Il se gratta le menton comme pour chercher une réponse sans se trahir :
– C’est très compliqué. Il faut suivre un jeu de piste et, pour pouvoir continuer, déchiffrer les rébus et énigmes à chaque étape.
Enhardie, Lucile demanda :
– La première étape se trouve où ?
– Sur les hauts plateaux. Il désignait avec sa main la direction du Nord… Le plus difficile est de rencontrer le bon berger avec la devinette, rajouta-t-il pour donner plus de mystère.
À cette époque, les gamins vivant seuls dans les rues étaient nombreux et, en général, les adultes se montraient aimables avec eux… À la suite du massacre de ses parents, Lucile fut recueillie à l’âge de deux ans par un couvent converti en orphelinat. Malheureusement, l’histoire recommença six ans plus tard. Après une terrible bataille, l’endroit fut incendié et détruit par les ennemis en guerre contre le seigneur du lieu. Cachée dans la cave située juste en dessous des cuisines du couvent, Lucile sortit, par miracle, saine et sauve des décombres. Sans se montrer, elle vécut là presque une année ; enfin, le temps d’épuiser toutes les réserves. Puis, petit à petit, elle osa s’aventurer à l’extérieur. Dans une maison abandonnée à l’écart d’une grosse bourgade, elle trouva toute une panoplie de vêtements à sa taille. Toujours soucieuse d’appliquer les bonnes règles d’hygiène et de propreté enseignées par les sœurs, elle changeait d’habits régulièrement, lavait son linge, et faisait sa toilette presque tous les jours. Longiligne, presque filiforme, Lucile paraissait au premier abord fragile. Il n’en était rien, car elle était tout le contraire : robuste, infatigable, jamais malade, ne craignant pas plus le froid que la chaleur, la pluie ou le vent. Elle ne se déplaçait qu’en courant et si vite que même un cheval au triple galop avait de la peine à la rattraper. Vous aurez facilement deviné que, pour se mouvoir ainsi, Lucile ne pouvait pas être habillée en fille et en robe longue, mais en pantalon comme un garçon.

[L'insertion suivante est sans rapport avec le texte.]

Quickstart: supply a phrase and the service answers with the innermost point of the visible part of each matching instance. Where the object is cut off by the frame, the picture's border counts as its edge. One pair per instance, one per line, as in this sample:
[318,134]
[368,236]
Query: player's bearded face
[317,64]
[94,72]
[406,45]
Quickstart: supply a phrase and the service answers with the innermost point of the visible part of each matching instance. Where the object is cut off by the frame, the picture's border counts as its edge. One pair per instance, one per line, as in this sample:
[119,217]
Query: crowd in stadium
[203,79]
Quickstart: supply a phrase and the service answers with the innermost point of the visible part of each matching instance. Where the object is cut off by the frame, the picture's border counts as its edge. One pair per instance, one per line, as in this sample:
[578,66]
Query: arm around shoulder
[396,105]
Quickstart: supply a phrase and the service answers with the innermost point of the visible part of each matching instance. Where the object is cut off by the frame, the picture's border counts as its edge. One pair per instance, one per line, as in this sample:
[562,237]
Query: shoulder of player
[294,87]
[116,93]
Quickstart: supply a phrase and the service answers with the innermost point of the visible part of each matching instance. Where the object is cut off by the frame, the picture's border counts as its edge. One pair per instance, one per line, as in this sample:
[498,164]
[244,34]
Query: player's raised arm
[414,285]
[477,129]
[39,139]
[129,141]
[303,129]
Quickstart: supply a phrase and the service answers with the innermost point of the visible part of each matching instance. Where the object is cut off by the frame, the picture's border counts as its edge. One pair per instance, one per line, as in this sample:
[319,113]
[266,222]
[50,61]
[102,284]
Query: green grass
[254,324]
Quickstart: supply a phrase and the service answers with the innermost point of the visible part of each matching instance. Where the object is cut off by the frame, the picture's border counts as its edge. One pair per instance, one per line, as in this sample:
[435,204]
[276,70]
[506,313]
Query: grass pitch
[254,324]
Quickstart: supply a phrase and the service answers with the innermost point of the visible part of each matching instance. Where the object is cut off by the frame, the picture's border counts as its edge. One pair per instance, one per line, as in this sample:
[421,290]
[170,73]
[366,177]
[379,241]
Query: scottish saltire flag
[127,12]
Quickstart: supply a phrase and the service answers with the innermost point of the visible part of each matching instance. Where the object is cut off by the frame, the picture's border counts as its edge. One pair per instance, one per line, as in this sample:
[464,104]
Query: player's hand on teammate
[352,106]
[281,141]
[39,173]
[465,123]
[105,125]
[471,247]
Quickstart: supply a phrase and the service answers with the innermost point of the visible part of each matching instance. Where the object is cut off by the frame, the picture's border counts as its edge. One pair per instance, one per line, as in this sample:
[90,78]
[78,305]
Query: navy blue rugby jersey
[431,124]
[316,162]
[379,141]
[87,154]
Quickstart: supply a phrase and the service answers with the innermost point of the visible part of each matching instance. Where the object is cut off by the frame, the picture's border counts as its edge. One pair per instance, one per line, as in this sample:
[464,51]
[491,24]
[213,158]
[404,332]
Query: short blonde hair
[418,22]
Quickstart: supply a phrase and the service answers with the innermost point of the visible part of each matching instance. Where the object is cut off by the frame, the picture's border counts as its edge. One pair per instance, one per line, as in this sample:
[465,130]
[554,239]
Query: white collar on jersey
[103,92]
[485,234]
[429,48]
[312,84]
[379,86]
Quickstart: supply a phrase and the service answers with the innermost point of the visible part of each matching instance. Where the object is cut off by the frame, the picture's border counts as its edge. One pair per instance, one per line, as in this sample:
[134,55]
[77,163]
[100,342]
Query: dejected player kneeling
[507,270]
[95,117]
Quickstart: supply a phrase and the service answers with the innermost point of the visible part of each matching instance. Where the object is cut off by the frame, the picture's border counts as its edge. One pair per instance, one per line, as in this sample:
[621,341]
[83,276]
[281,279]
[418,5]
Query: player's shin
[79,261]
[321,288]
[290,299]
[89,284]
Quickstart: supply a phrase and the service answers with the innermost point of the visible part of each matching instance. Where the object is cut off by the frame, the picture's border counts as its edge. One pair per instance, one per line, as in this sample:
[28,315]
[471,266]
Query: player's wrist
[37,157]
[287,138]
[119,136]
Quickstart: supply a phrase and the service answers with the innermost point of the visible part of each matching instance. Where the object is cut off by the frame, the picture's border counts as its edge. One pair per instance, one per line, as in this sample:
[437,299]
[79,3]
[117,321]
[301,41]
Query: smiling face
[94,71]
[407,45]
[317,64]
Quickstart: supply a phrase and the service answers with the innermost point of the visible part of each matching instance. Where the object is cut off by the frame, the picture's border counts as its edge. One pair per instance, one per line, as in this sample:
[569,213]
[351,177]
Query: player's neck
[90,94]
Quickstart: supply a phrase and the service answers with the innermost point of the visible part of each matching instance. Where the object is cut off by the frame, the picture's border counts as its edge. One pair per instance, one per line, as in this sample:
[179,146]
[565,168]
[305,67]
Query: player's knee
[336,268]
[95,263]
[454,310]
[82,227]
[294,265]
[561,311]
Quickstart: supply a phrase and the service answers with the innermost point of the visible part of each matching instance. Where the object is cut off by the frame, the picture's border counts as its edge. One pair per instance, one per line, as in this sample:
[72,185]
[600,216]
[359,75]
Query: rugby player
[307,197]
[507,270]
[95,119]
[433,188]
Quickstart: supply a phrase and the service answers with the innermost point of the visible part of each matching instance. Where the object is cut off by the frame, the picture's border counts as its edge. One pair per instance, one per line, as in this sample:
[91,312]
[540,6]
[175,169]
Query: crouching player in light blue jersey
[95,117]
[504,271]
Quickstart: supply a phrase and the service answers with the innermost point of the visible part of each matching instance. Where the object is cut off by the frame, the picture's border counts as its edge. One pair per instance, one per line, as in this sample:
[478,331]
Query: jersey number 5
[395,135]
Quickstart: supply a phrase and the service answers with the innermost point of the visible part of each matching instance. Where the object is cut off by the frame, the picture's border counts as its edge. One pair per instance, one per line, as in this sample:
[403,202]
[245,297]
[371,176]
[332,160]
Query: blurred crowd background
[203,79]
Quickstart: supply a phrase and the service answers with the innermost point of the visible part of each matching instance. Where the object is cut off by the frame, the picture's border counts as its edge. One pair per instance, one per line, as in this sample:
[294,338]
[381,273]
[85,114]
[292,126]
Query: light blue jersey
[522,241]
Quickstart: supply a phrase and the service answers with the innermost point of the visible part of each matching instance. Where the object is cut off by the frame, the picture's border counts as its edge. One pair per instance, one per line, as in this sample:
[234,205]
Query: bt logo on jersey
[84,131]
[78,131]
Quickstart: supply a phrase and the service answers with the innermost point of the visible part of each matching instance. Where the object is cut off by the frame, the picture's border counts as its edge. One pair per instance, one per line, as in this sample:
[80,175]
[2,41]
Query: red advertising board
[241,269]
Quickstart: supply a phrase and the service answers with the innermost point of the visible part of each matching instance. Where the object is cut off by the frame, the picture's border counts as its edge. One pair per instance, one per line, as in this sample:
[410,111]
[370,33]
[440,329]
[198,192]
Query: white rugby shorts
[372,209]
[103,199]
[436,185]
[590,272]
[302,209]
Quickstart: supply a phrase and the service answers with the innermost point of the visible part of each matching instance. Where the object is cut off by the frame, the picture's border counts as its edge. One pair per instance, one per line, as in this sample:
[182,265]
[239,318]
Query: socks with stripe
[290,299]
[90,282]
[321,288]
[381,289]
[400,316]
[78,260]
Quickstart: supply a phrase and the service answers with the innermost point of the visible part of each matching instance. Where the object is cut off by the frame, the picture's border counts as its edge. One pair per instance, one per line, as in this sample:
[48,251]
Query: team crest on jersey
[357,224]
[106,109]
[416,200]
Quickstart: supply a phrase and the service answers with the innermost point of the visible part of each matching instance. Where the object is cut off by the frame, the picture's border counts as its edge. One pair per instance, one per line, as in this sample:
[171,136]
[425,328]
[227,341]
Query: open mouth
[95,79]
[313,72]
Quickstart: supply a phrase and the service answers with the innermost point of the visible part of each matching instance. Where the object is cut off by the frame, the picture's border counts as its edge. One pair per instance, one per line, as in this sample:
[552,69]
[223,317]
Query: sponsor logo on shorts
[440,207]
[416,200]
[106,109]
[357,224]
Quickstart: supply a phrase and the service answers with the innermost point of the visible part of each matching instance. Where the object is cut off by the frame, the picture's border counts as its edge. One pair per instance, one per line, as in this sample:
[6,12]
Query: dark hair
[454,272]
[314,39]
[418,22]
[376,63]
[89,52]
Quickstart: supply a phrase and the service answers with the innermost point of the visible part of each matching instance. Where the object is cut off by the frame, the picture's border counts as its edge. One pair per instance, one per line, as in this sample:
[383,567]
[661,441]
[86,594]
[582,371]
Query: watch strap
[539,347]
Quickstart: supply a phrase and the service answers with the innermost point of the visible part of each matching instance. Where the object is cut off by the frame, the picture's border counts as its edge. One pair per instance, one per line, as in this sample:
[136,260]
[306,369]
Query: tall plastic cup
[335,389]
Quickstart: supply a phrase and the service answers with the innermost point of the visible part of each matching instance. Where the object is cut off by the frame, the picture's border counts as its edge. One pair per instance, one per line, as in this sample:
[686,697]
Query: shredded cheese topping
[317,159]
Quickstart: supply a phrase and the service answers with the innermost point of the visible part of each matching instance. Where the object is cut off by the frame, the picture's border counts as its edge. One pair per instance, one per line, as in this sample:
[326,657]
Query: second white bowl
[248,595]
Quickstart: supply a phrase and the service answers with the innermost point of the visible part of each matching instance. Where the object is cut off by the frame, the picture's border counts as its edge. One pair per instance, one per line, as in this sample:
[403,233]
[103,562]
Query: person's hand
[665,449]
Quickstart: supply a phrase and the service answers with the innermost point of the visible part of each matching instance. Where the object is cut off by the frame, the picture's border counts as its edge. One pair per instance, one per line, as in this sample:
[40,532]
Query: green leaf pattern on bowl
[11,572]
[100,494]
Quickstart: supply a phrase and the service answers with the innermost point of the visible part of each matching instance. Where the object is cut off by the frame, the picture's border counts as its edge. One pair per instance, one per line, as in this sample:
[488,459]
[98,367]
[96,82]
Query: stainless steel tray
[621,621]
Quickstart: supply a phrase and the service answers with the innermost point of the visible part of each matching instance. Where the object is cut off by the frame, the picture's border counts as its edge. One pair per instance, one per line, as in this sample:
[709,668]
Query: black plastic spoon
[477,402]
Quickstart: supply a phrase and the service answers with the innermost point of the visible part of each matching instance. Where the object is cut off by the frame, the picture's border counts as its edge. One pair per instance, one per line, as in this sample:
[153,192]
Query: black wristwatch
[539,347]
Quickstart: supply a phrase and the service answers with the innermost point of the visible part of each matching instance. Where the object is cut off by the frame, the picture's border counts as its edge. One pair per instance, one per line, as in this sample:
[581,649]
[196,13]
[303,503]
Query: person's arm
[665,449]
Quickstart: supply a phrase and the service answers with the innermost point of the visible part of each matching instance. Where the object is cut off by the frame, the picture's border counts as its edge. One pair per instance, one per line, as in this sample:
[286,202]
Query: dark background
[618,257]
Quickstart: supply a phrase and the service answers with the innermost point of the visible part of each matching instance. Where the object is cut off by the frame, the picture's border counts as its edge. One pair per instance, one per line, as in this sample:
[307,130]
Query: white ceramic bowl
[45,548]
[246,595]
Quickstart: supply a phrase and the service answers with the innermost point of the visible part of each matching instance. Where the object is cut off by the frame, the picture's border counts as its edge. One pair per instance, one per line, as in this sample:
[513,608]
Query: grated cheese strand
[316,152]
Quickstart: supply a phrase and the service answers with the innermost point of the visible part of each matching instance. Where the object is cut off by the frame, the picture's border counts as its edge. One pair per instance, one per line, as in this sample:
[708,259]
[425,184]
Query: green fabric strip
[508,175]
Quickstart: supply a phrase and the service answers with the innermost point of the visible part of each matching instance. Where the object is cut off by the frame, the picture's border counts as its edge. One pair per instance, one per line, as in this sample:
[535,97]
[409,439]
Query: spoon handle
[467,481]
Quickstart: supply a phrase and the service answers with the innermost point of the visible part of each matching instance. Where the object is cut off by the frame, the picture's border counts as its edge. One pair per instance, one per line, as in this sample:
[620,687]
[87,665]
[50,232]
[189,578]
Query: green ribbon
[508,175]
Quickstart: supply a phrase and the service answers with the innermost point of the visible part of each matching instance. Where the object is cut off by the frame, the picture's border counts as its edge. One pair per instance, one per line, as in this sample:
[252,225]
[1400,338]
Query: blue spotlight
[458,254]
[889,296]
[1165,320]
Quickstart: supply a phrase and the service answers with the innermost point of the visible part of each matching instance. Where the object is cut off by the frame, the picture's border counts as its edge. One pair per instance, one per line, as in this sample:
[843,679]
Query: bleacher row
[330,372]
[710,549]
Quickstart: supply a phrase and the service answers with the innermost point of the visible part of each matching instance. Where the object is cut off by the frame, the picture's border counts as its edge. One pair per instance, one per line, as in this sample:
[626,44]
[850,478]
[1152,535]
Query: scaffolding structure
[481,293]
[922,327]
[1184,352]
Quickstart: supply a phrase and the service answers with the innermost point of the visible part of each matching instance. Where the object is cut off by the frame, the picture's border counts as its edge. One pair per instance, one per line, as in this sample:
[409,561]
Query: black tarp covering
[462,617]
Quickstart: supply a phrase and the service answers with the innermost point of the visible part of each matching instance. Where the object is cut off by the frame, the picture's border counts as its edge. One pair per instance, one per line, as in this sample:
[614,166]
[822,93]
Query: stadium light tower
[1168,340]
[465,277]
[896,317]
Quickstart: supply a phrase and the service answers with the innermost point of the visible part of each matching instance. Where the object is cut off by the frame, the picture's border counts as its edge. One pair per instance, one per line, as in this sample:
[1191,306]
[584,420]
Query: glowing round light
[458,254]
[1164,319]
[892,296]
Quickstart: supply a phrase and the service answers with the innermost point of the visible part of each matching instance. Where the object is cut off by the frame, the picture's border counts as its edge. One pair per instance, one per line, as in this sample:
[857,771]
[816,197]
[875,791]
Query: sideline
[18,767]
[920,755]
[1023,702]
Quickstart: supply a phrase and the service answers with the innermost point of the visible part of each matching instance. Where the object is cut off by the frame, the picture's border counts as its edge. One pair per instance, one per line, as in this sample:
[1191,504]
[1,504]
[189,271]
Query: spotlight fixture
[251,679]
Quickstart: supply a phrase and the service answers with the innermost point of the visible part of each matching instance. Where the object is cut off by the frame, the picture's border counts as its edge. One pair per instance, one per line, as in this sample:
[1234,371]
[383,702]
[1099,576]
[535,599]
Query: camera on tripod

– Avant de continuer cette passionnante histoire, je voudrais vous signaler qu’au bout de la rue derrière vous, il y a une maison qui flambe, s’écria l’orateur sans plus d’émotion.
La foule se retourna brusquement pour constater la catastrophe. On se mit à courir dans tous les sens en quête d’un récipient pour participer à la corvée d’eau. Tous ces gens déployèrent tant d’efforts, qu’en fin de journée, l’incendie était complètement circonscrit. Sans auditoire, le saltimbanque s’était résigné à plier bagage et cherchait le petit garçon qui auparavant l’avait interrogé. Il l’aperçut, occupé à rapporter les seaux vides à la fontaine.
– Pour commencer une telle aventure, je te conseille vivement de te munir de vêtements chauds et d’une bonne paire de godasses pour affronter le froid et les pierres coupantes des chemins de montagne. Si tu désires d’autres informations, je travaille au moulin à papier. Mon nom est Hubert de Blatteur le conteur, rajouta-t-il en prenant son baluchon et son bâton de pèlerin.
– C’est sûr que si je viens vous voir vous me donnerez tous les renseignements dont j’ai besoin ?
– Je te fournirai même un plan pour ne pas te perdre. Cochon qui s’en dédit. En disant cela, il se cracha dans les mains, tourna les talons pour s’éloigner à grands pas en direction du Nord.
En entendant ces paroles, le regard de Lucile s’éclaira un bref instant, mais rapidement s’éteignit en prenant conscience de l’énormité de la tâche. Trouver des habits d’hiver n’était pas un problème, mais des chaussures… Des sabots, certes, on ne portait que ça, mais des souliers en cuir, c’était irréaliste… En dérober ? Impossible… La forme de son pied, long et fin, était un handicap insurmontable. Soit la longueur était bonne et son pied nageait en largeur, soit c’était le contraire. Elle retourna dans sa cachette et compta ses sous ; dix demi-écus, dix-huit sols, dix pièces et huit liards… Combien pouvait valoir une paire de godillots chez le bottier ? Elle n’en avait aucune idée… Elle décida de s’y rendre sur-le-champ.
La boutique du marchand se trouvait dans la rue principale. À l’arrière, débouchant sur une impasse, l’atelier employait une dizaine d’ouvriers et d’apprentis.